Since the shift toward ISO 20022 began, governments and companies are taking different approaches to digital payments: Brazil has restricted stablecoins (digital currencies backed by assets like the U.S. dollar) for cross-border transactions and foreign exchange, while private firms like Ripple and Circle are pushing blockchain-based solutions to make international payments faster and cheaper. Meanwhile, partnerships between crypto companies and traditional businesses—such as Anchorage's deal with Mexican billionaire Carlos Slim's Grupo Salinas—show that some financial institutions are testing these new technologies despite regulatory uncertainty.
Banks are now facing an imminent deadline on Saturday to complete their switch to ISO 20022, a new standardized messaging system for financial transactions that replaces the older SWIFT network. The deadline has prompted financial institutions like Citigroup to develop strategic advantages around this shift, while also revealing emerging connections between the new payment system and blockchain technology (a distributed database system that enables secure transactions). SWIFT is simultaneously working on separate rules for retail cross-border payments, expanding how this new rulebook will affect everyday money transfers beyond just large institutional transactions.
Since the original article, central bank digital currencies (government-issued digital money) have become a more concrete reality rather than a theoretical future. South Korea's Bank of Korea has now prioritized CBDC development in its digital currency roadmap, while China—previously a major CBDC advocate—has reportedly stepped back from its state-backed digital cash initiative, signaling shifting global priorities around how governments approach digital money. These developments show that the shift from old payment systems like SWIFT isn't automatically leading to uniform adoption of government digital currencies, with different countries making distinct strategic choices.
Think of the old payment system like a postal service for money between banks — it was slow and used the SWIFT network. Now banks are switching to ISO 20022 (a new global messaging standard that lets banks send richer, more detailed payment information). This upgrade is opening a bigger question: should governments create their own digital money?

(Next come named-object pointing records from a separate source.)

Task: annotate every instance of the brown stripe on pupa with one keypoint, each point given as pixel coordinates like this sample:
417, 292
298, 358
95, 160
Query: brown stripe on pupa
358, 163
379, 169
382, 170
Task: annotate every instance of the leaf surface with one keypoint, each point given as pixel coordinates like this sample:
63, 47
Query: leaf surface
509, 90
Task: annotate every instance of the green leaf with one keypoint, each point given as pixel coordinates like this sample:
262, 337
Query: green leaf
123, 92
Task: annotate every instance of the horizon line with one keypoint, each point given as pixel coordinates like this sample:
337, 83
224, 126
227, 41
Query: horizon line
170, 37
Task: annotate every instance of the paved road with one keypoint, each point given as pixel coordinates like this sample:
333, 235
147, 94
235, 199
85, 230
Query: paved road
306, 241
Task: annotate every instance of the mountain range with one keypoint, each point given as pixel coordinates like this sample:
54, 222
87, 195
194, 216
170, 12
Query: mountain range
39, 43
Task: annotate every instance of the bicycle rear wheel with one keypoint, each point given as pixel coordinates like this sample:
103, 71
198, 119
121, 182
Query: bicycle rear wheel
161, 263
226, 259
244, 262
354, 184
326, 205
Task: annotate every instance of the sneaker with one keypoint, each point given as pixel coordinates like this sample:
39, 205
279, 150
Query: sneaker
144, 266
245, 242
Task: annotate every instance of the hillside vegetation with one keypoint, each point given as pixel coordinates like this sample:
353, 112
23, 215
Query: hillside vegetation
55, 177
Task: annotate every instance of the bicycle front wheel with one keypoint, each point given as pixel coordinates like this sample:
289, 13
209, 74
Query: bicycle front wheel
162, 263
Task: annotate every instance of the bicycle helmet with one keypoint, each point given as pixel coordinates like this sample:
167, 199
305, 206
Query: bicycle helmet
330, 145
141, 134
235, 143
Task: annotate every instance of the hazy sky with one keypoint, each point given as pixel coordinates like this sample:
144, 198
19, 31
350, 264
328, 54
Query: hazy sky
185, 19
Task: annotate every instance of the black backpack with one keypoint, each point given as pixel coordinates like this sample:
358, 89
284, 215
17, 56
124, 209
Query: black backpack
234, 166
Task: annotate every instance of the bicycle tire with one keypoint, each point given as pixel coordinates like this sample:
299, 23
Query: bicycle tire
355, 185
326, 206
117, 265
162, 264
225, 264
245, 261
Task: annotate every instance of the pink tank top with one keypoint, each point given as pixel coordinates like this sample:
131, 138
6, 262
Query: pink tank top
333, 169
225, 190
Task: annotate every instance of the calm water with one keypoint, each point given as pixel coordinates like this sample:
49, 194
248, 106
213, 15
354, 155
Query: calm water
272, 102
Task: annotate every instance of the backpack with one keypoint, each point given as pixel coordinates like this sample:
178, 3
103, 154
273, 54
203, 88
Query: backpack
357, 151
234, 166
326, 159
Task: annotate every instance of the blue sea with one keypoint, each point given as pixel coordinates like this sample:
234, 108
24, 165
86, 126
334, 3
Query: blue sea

A CBDC (central bank digital currency) is digital cash issued directly by your country's government — like Bitcoin but controlled by the Federal Reserve or Bank of England. South Korea's central bank recently decided to prioritize CBDCs and deposit tokens over asset tokens, signaling which digital money matters most to them [Source: Cryptonews.net].
Here's the real-world comparison: imagine your bank account today is like a locked safe at the bank. A CBDC would be like the government handing you digital cash directly on your phone — no middle bank needed. Some people see this as safer; others worry governments could freeze your money instantly.
China tried building a state digital currency and largely abandoned it, proving these systems face political and technical hurdles [Source: Peterson Institute for International Economics]. The U.S. and Europe are watching carefully, learning from China's mistakes.
Why does this matter for cryptocurrency holders? Right now, Bitcoin trades at $79,200.00 USD (down 2.76% today), Ethereum at $2,225.20 USD (down 3.17%), and XRP at $1.44 USD (down 5.22%). If governments launch successful CBDCs, they could reduce the need for private cryptocurrencies — or push crypto toward specific uses like international settlements instead of everyday payments.
The real story: banks aren't killing crypto by moving to ISO 20022. They're deciding whether government digital money will coexist with it. The battle isn't between old and new — it's between government-controlled and decentralized.
What you should do: Watch whether your country's central bank announces CBDC plans. This tells you how digital money will actually work in your life within five years.